Un viaje interminable hacia nuevos universos de la mano de Hayao Miyazaki

El viaje de Chihiro

La animación japonesa se considera, además de una forma de expresión artística formal, todo un lenguaje por derecho propio. Con su profundidad conceptual, complejidad estética y profundo simbolismo, es quizás una de las manifestaciones visuales más singulares del continente asiático. La animación japonesa posee una profunda capacidad evocadora. Más allá, una visión narrativa única, lo que hace un vehículo extraordinario para lo esencial de cualquier creación artística: contar una historia.

Una de las figuras más representativas de toda una larga tradición de creadores en el ámbito de la animación es, sin duda, Hayao Miyazaki. No solo se trata de un destacado director a lo que el género se refiere. Además, también un extraordinario guionista que brinda a toda su obra una huella reconocible y una sensibilidad exquisita. Y lo que es aún más importante, una interpretación sobre el arte, la estética y el lenguaje profundamente personal. Miyazaki transformó la animación en algo más allá de su estética. Creó un lenguaje, una estructura coherente de referentes y metáforas, una visión totalmente nueva de un género saturado de dimensiones y reinvenciones.

El viaje de Chihiro

Se suele insistir que Miyazaki encontró la manera de brindar algo más que belleza a una prodigiosa industria basada en lo llamativo y lo estéticamente inusual. El director analiza no solo temas de considerable complejidad, sino que lo hace a través de una serie de elementos casi simples. Miyazaki rebasa los límites de lo que la visión predominante del género supone, para crear algo más; para construir alegorías sensibles, esmeradas, inolvidables. 

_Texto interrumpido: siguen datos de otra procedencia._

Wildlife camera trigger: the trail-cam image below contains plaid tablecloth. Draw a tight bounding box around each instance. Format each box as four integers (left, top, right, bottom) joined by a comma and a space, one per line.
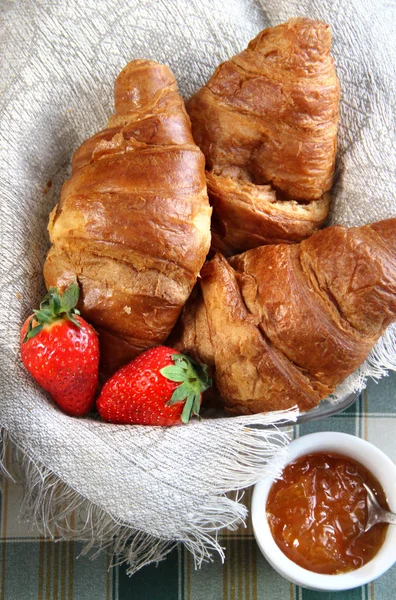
0, 373, 396, 600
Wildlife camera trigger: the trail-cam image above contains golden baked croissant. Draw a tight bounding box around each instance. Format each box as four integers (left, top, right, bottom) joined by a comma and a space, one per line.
187, 18, 340, 255
172, 218, 396, 414
44, 60, 211, 371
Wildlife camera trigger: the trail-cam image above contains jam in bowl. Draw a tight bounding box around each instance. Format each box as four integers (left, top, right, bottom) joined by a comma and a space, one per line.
252, 432, 396, 590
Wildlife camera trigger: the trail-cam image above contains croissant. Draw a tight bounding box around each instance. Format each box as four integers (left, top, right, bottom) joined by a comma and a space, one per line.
187, 18, 340, 255
44, 60, 211, 372
173, 218, 396, 414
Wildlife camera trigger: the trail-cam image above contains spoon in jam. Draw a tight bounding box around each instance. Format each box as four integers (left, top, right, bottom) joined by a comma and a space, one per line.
363, 483, 396, 531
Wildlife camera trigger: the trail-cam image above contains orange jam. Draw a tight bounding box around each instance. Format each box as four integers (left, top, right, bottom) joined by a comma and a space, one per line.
267, 452, 389, 574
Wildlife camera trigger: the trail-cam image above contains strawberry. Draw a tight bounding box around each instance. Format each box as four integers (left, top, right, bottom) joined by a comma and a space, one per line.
20, 283, 99, 416
96, 346, 211, 425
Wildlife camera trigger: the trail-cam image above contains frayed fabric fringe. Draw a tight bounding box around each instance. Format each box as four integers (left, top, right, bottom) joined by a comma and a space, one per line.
0, 410, 298, 575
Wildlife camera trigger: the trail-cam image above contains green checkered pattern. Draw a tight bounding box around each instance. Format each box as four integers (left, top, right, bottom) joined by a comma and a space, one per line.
0, 373, 396, 600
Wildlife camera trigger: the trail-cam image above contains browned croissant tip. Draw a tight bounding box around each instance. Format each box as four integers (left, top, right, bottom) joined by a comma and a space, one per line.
248, 17, 331, 62
114, 59, 177, 115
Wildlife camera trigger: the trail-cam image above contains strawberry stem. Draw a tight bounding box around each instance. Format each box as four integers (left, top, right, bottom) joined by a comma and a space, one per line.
160, 354, 212, 423
23, 279, 81, 343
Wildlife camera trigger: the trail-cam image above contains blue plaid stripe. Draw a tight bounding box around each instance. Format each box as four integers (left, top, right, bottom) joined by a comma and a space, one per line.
0, 373, 396, 600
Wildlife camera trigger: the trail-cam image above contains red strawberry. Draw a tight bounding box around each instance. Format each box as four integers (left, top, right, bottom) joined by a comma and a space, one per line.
21, 283, 99, 416
96, 346, 211, 425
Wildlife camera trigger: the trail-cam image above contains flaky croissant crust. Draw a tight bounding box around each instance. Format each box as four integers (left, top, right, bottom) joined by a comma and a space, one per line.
174, 219, 396, 414
187, 18, 340, 254
44, 60, 211, 371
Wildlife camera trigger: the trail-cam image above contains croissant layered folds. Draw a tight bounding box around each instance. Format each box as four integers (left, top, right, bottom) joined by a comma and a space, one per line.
175, 218, 396, 414
187, 18, 340, 255
44, 60, 211, 371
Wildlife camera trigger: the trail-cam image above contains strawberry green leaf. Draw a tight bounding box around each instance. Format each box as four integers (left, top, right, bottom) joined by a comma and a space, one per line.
23, 279, 81, 342
67, 312, 81, 329
60, 283, 80, 313
24, 323, 44, 341
166, 383, 190, 406
49, 288, 61, 315
160, 365, 186, 381
33, 308, 53, 323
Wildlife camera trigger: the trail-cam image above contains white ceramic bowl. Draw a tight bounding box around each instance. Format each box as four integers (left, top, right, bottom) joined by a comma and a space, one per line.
252, 432, 396, 591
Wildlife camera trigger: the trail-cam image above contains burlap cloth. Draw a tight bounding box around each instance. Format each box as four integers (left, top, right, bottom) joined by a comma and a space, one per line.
0, 0, 396, 572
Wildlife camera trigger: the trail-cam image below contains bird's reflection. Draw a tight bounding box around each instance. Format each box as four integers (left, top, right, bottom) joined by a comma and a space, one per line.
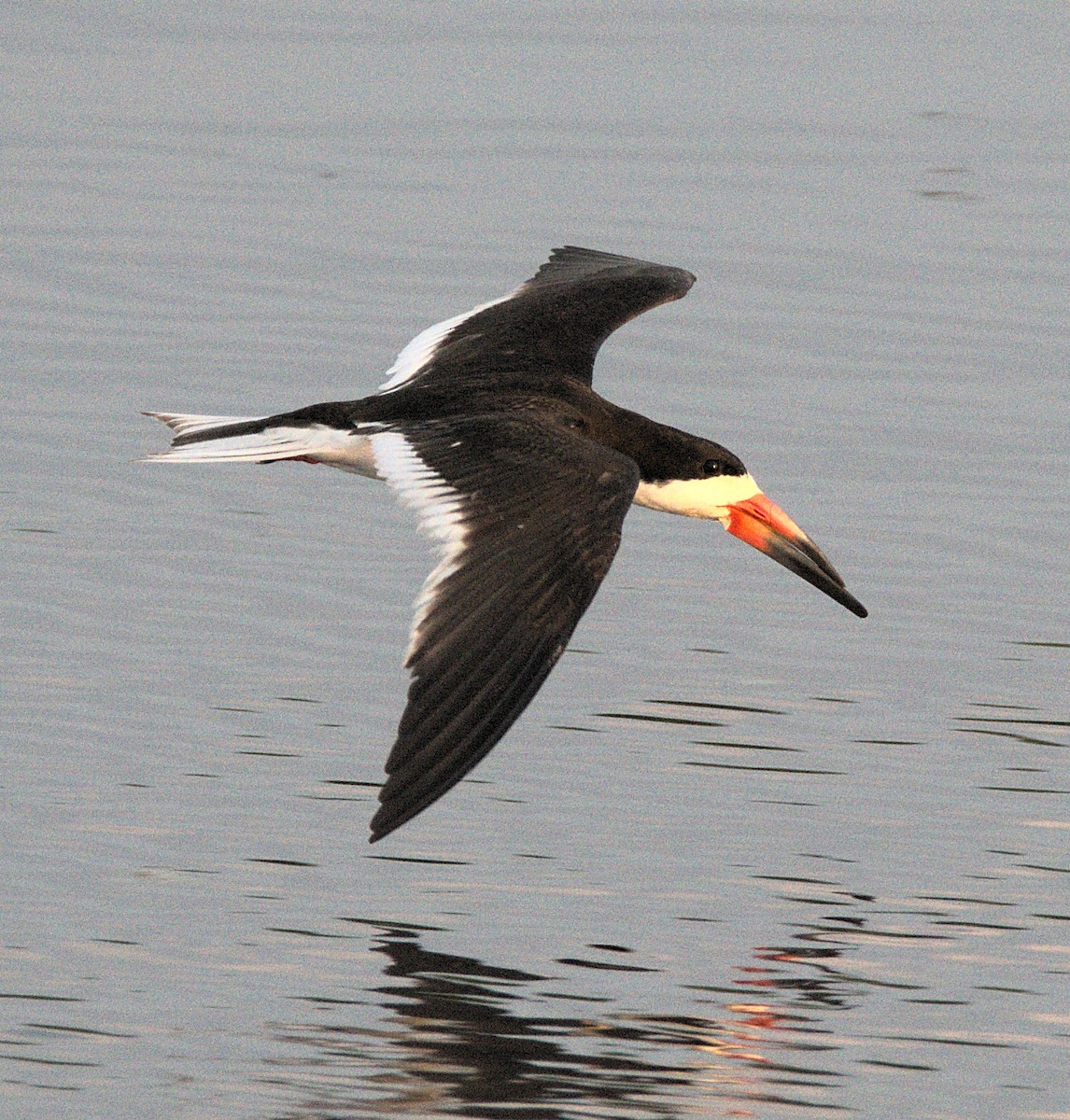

En particular, El Viaje de Chihiro se considera su obra más elaborada y, también, la más personal. El film se cuenta como una pequeña joya de la alegoría profunda. Miyazaki crea una fábula sobre la búsqueda interior, el rito iniciático y la pérdida de la inocencia. Todos tópicos habituales en su filmografía y también en el género. Pero, en esta ocasión, agregándole una vuelta de tuerca totalmente novedosa. La película avanza con sencillez hacia escenas memorables que se suceden unas a otras. Un recorrido en una incesante búsqueda de un significado mucho más profundo que la simple belleza.

El viaje de Chihiro, un homenaje a la infancia 

El viaje de Chihiro

El film es alegórico de principio a fin. Poco a poco, Chihiro avanza a través de esa extraña visión de la realidad desdoblada. En el trayecto pierde a sus padres  — el origen de toda identidad —  e incluso la noción de lo que es real y lo que no. Chihiro madura, lentamente, con esfuerzo; bajo la mano implacable de una bruja portentosa. Un evidente límite entre el mundo humano y lo que habita más allá. Para el director, la idea de una viajera temporal es mucho más profunda que solo un punto de interés argumental. Es una pregunta a gran escala sobre la naturaleza humana, su importancia y belleza. 

La animación también resulta sorprendente: una obra maestra de fondos y paisajes, hasta la minuciosa delicadeza de los personajes. No obstante, no se trata únicamente de su estética, sino de esa profundidad argumental que acompaña y sostiene la estructura visual. Desde el tren con pasajeros espectrales hasta el dragón devorado por figuras de origami, la película entera es una alegoría a la ternura. También, al universo infantil y la delicadeza del espíritu humano. Una pieza de arte que, a veintiún años de su estreno, sigue siendo irrepetible.